Obtain Dataset Recordsdata
kaggle datasets obtain / (-f ) (--unzip)
Downloads all or particular information from a dataset. Use –unzip to robotically extract zipped information.
Initialize Dataset Metadata
Creates a metadata file in a folder, making ready it for dataset creation or versioning.
Create a New Dataset
kaggle datasets create -p
Uploads a brand new dataset from a folder containing your knowledge and metadata.
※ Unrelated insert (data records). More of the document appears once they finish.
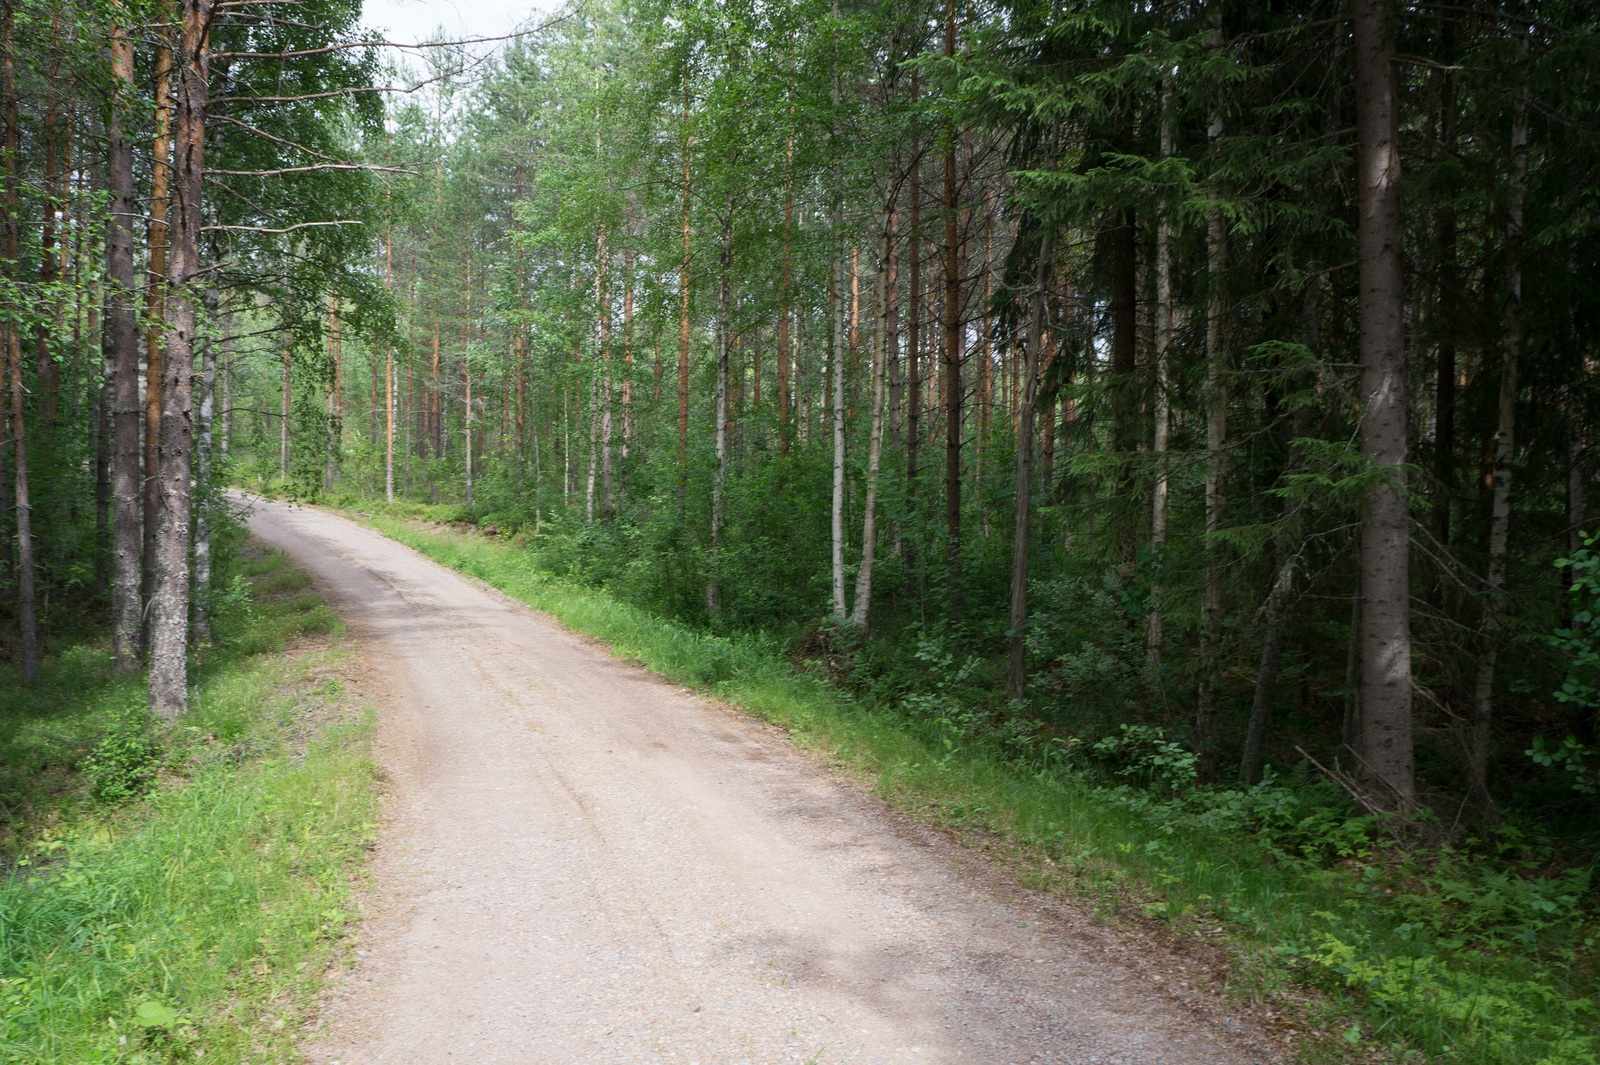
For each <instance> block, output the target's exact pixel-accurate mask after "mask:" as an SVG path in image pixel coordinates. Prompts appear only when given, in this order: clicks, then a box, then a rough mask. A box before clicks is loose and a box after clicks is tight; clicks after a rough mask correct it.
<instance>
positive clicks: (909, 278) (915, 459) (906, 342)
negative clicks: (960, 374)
mask: <svg viewBox="0 0 1600 1065" xmlns="http://www.w3.org/2000/svg"><path fill="white" fill-rule="evenodd" d="M917 88H918V85H917V72H915V70H912V75H910V101H912V107H914V109H915V104H917ZM910 160H912V162H910V193H909V195H910V248H909V254H907V262H906V265H907V269H909V270H910V277H909V278H907V294H909V299H910V305H909V307H906V358H907V379H906V488H907V494H909V496H910V499H912V502H914V504H915V499H917V446H918V445H920V443H922V138H920V134H918V133H917V130H915V128H912V134H910Z"/></svg>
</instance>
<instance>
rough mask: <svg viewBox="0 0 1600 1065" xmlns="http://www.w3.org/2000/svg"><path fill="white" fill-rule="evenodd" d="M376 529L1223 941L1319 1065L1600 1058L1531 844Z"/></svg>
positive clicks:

Create a New Dataset Model
kaggle datasets model -p -m ""
Uploads a brand new model of an present dataset, with a message describing the modifications.
4. Notebooks
Kaggle Notebooks are executable code snippets or notebooks. The CLI means that you can listing, obtain, add, and examine the standing of those notebooks, which is helpful for sharing or automating evaluation.
Checklist Kernels
Finds public Kaggle notebooks (kernels) matching your search time period.
Get Kernel Code
Downloads the code for a particular kernel to your native machine.
Initialize Kernel Metadata
Creates a metadata file in a folder, making ready it for kernel creation or updates.
Replace Kernel
Uploads new code and runs the kernel, updating it on Kaggle.
Get Kernel Output
kaggle kernels output / -p
Downloads the output information generated by a kernel run.
Examine Kernel Standing
Reveals the present standing (e.g., operating, full, failed) of a kernel.
5. Fashions
Kaggle Fashions are versioned machine studying fashions you’ll be able to share, reuse, or deploy. The CLI helps handle these fashions, from itemizing and downloading to creating and updating them.
Checklist Fashions
Finds public fashions on Kaggle matching your search time period.
Get a Mannequin
Downloads a mannequin and its metadata to your native machine.
Initialize Mannequin Metadata
Creates a metadata file in a folder, making ready it for mannequin creation.
Create a New Mannequin
Uploads a brand new mannequin to Kaggle out of your native folder.
Replace a Mannequin
Uploads a brand new model of an present mannequin.
Delete a Mannequin
Removes a mannequin from Kaggle.
6. Config
Kaggle CLI configuration instructions management default behaviors, reminiscent of obtain places and your default competitors. Alter these settings to make your workflow smoother.
View Config
Shows your present Kaggle CLI configuration settings (e.g., default competitors, obtain path).
Set Config
Units a configuration worth, reminiscent of default competitors or obtain path.
Unset Config
Removes a configuration worth, reverting to default habits.
7. Ideas
- Use -h or –help after any command for detailed choices and utilization
- Use -v for CSV output, -q for quiet mode
- You have to settle for competitors guidelines on the Kaggle web site earlier than downloading or submitting to competitions
Abid Ali Awan (@1abidaliawan) is an authorized knowledge scientist skilled who loves constructing machine studying fashions. At the moment, he’s specializing in content material creation and writing technical blogs on machine studying and knowledge science applied sciences. Abid holds a Grasp’s diploma in expertise administration and a bachelor’s diploma in telecommunication engineering. His imaginative and prescient is to construct an AI product utilizing a graph neural community for college kids scuffling with psychological sickness.